We also have lawful permanent residents (LPR) or “green card” recipients. Last year, 990,553 persons became LPRs. The majority of these (54 percent) already lived in the U.S. The leading countries of birth of new LPRs were Mexico (14 percent), China (7.2 percent), and India (6.9 percent). In fiscal year 2014, an estimated 77,200 children are expected to get apprehended at the border — including 59,000 children from Central America, and now we are allowing 4 to 5 million illegal parents of legal children to stay. Is there anyone left down there? Over the last decade, the number of immigrants – legal and otherwise — in the U.S. has steadily grown. The number reached a record 40.4 million in 2011. This includes illegal immigrants whose number rose from 8.4 million in 2000 to 11.1 million in 2011. The U.S. is by far the world’s leader in immigrants. (Oddly enough, far, far back in second place is Russia with 12.3 million.)

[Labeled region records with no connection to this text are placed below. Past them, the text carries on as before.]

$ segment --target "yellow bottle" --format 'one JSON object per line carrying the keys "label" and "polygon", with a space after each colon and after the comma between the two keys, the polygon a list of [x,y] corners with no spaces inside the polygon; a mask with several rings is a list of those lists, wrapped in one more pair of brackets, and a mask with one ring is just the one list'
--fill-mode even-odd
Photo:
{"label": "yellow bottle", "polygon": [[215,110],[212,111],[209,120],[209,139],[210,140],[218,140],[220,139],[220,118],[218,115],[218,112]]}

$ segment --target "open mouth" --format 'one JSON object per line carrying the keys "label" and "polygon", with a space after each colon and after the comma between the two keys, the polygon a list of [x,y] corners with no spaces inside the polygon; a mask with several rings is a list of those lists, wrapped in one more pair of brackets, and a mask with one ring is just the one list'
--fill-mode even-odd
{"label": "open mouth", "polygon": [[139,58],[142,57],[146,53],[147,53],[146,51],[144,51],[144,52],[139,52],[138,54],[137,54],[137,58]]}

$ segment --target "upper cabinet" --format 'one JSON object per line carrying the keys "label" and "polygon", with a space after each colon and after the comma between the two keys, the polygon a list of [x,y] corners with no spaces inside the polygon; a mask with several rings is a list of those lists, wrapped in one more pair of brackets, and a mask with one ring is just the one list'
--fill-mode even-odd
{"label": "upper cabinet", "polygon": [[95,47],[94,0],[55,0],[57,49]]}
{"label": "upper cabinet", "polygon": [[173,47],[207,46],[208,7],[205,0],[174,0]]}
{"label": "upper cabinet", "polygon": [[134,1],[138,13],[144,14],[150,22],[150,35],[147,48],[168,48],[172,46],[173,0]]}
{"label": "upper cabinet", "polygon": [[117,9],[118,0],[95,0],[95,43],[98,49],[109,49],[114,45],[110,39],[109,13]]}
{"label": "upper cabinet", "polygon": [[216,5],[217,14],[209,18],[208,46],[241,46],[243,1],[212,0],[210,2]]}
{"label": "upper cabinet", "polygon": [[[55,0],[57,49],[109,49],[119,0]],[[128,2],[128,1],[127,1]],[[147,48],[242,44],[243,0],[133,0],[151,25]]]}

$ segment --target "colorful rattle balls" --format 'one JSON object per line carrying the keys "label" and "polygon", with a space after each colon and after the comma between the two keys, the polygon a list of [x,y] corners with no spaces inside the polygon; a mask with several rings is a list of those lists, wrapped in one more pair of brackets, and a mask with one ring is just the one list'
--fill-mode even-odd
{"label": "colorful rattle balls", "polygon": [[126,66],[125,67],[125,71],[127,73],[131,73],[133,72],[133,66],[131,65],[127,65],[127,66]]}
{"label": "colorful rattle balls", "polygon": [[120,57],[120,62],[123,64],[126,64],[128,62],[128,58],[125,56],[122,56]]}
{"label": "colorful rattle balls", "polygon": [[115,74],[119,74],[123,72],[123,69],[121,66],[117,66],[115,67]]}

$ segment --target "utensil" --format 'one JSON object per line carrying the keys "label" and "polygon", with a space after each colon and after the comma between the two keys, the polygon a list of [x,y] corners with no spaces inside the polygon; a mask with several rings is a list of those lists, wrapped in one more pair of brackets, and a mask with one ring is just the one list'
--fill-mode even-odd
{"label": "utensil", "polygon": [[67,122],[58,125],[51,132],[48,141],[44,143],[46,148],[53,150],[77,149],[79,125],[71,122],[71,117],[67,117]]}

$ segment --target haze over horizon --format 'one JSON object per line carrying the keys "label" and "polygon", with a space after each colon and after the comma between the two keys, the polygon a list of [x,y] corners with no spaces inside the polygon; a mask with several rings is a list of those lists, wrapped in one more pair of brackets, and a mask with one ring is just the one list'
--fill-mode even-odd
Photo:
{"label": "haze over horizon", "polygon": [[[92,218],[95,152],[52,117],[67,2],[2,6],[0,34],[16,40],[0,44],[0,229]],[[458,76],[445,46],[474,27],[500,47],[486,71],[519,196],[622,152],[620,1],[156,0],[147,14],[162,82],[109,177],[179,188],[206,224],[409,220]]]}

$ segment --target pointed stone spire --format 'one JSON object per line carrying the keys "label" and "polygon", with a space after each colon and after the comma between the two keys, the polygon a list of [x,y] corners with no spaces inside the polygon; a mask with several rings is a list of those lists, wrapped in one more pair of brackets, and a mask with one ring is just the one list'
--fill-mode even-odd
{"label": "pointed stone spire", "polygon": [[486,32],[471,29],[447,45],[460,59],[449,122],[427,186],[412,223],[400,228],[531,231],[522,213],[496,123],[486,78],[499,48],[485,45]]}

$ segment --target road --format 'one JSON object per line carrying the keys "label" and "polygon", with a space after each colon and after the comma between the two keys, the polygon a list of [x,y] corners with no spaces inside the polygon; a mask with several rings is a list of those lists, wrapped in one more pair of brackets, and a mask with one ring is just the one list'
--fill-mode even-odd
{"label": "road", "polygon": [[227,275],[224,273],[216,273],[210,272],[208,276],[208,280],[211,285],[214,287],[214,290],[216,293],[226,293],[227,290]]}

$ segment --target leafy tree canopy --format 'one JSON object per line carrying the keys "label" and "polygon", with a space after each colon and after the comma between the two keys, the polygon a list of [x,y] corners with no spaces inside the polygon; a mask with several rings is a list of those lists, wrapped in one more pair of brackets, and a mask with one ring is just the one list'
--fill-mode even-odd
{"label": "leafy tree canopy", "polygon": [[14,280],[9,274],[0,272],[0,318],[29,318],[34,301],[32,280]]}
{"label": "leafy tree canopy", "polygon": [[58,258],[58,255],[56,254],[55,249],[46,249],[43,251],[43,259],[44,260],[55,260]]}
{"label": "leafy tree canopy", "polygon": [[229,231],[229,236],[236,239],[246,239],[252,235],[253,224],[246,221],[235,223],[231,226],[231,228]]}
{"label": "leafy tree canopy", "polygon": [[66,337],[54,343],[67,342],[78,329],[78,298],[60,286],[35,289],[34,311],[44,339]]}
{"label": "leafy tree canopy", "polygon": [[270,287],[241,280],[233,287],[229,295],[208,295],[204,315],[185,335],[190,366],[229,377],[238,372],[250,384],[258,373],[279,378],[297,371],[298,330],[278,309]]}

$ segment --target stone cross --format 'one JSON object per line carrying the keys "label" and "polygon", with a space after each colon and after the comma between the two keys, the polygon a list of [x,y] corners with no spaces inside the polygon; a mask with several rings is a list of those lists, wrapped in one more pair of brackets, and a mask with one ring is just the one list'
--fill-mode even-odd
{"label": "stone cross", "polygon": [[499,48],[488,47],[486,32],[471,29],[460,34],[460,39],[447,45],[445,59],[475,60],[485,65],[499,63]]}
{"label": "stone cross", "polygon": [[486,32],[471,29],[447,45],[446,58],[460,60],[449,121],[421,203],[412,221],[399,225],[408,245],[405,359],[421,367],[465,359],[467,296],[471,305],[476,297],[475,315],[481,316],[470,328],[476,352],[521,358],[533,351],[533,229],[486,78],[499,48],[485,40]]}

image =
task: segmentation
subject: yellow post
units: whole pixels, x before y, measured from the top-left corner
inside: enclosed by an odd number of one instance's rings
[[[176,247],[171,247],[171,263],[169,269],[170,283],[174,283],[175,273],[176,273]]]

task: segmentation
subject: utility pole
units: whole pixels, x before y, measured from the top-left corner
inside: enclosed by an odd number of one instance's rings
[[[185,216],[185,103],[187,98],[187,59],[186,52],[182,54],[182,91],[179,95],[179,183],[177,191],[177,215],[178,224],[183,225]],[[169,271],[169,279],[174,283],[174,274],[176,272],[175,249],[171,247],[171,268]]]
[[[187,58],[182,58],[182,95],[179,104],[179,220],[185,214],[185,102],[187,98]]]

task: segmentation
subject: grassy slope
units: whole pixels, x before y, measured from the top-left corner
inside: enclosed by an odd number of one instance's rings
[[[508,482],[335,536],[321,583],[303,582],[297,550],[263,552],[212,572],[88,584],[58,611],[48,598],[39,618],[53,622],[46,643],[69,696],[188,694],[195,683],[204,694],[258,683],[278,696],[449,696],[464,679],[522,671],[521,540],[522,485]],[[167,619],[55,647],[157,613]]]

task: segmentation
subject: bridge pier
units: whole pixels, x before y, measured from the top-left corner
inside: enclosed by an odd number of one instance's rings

With Congress absolutely frozen handling this hot tamale, President Obama has taken the extraordinary step of finally doing something, and a lot of Americans don’t like this, including Republicans, of course. (Let’s start a rumor: Dan Patrick is an illegal Ebola-carrying Marylander.) Those in favor of looser immigration rules could do their cause some good if, for example, during protest demonstrations demanding for U.S. citizenship, the protestors wouldn’t march down the street flying Mexican flags. No kidding. They stopped that. But the GOP does have a point: When word of this latest easing of our immigration laws gets to Honduras, does that touch off yet another “y’all come” stampede?
How often do we see an immigrant who’s been here 20 years being interviewed on TV and they have to use an interpreter? If I lived in, say, Helsinki for that long I should probably have learned some Finnian. Then there’s Akmed who has also been here 20 years illegally and claims that’s too long to be deported just because he’s a lawbreaker. Using this argument, if I hold up one bank, I’m deported. But if I’ve been holding up banks for 20 years, shouldn’t I be allowed to stay? Is the longer you break a law make you less guilty?
What about those who are trying to obey our laws? In many parts of the world I have seen wannabe Americans standing in line outside our consulates in all sorts of rotten weather, clutching tattered documents in their hands. “Sorry, folks, but the first law in America is that you don’t have to obey our laws.” We should also examine those “leaders” and “spokesmen” who claim to speak for all Hispanics on immigration. Here’s why: An NBC News/Wall Street Journal poll just out shows that 38 percent of Americans surveyed agreed with Obama’s executive action. This breaks down to 63 percent Democrats, 37 percent independents and 11 percent Republicans. No big surprises there. But only 43 percent of Latinos approved. Listening to all those “leaders” and “spokesmen,” wouldn’t you think it would be 110 percent? Look, newcomers, my ancestors worked very hard to build this country, and so did their slaves. As for that call from Phil, it was about a little Dutch boy plugging the dike in our border fences.